If you can’t fit in with that environment you won’t last long.
How many people can say they have been asked to help pick their own boss?
When I started, there were fewer than 1,000 employees worldwide, with four in the Sydney office.
The last person out in the evening had to lock the sliding door behind them, and we had to go to Ikea to buy our office furniture and then build our own desks.
Things have moved on a little since then.
Before the launch of Workplace by Facebook, we used our personal profiles for work.
We got to know our colleagues on a much more personal level.
Even though we no longer do that, that level of intimacy and sharing has carried through the culture of the company and is part of what has helped the team overcome some of the adversity we have faced in the last couple of years.
I’ll admit I had quite a lot of imposter syndrome when I started, and have had occasionally since.
But the company really focuses on helping people use the skills they are most passionate about and develop into areas which interest them.
That’s how I ended up transitioning to the marketing team, despite the fact I had no real marketing experience at that time.
The fact my bosses were willing to back me and help me grow is something I think is unique about what happens here.
They believed in me to learn what I needed to do on the job and supported me when I subsequently undertook a Masters degree in marketing, giving me time off to study when I needed it.
I now oversee vertical marketing, building the go-to-market strategies for communicating our messages for our focus industries.
One of the best things about Facebook is that they invest in growing people. It makes me believe there are endless opportunities in the company.
A couple of years ago I had my first child, I was quite daunted by the prospect of returning to work.
When I came back I was amazed at how much support I was offered from senior people across the company – both men and women.
There is a strong focus internally on men being allies to their female co-workers.

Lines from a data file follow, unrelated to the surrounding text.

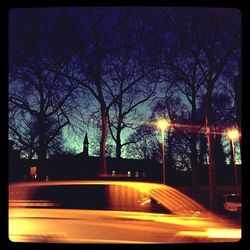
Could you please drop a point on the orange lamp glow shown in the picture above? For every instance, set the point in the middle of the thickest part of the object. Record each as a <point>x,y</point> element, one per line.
<point>163,124</point>
<point>233,134</point>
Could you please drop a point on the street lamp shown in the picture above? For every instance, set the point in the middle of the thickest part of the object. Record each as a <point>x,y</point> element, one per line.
<point>163,125</point>
<point>232,135</point>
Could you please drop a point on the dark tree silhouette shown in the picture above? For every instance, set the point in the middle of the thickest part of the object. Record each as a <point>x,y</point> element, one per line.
<point>38,95</point>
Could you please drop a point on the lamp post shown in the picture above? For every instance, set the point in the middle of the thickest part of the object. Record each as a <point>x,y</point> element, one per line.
<point>163,125</point>
<point>232,135</point>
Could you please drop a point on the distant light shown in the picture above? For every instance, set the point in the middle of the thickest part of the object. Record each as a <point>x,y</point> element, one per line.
<point>163,124</point>
<point>233,134</point>
<point>224,233</point>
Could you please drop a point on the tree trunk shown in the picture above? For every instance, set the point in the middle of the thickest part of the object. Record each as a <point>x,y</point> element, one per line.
<point>42,151</point>
<point>118,143</point>
<point>194,161</point>
<point>210,140</point>
<point>103,142</point>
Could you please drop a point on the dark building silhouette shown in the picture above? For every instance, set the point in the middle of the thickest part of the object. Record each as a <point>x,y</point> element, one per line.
<point>83,166</point>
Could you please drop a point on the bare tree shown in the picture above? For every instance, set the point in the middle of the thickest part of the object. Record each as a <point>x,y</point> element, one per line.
<point>97,44</point>
<point>212,35</point>
<point>38,95</point>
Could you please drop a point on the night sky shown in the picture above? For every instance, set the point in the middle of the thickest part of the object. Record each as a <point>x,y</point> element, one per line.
<point>153,36</point>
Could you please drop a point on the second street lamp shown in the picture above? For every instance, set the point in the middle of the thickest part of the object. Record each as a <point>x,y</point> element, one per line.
<point>163,125</point>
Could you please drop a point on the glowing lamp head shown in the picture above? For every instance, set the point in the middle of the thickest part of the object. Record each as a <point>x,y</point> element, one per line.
<point>233,134</point>
<point>163,124</point>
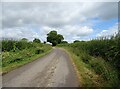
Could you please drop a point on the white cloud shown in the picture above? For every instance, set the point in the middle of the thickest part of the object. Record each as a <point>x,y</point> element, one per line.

I’ve seen people in meetings actively called out for talking over a female colleague.
That’s not something you’d see in many companies.
I’ve been lucky enough to work in several Facebook offices around the world, and while there are common themes, the Australian office culture is truly unique, which is a testament to the way everyone pulls together.
The way the company has developed in the last ten years is beyond my wildest dreams – if you’d have told me when I started we’d have things like Whatsapp, Messenger and Oculus in the family I wouldn’t have believed you.
But that constant development makes it a really dynamic place to work, and the ability to work across all these different areas and technology I know motivates a lot of our people.
If I’m asked whether I will still be at Facebook in 10 years time, I’d say I really do hope so.
I don’t know what role I’ll be doing, or what the company will be offering by then, but I’m excited to find out.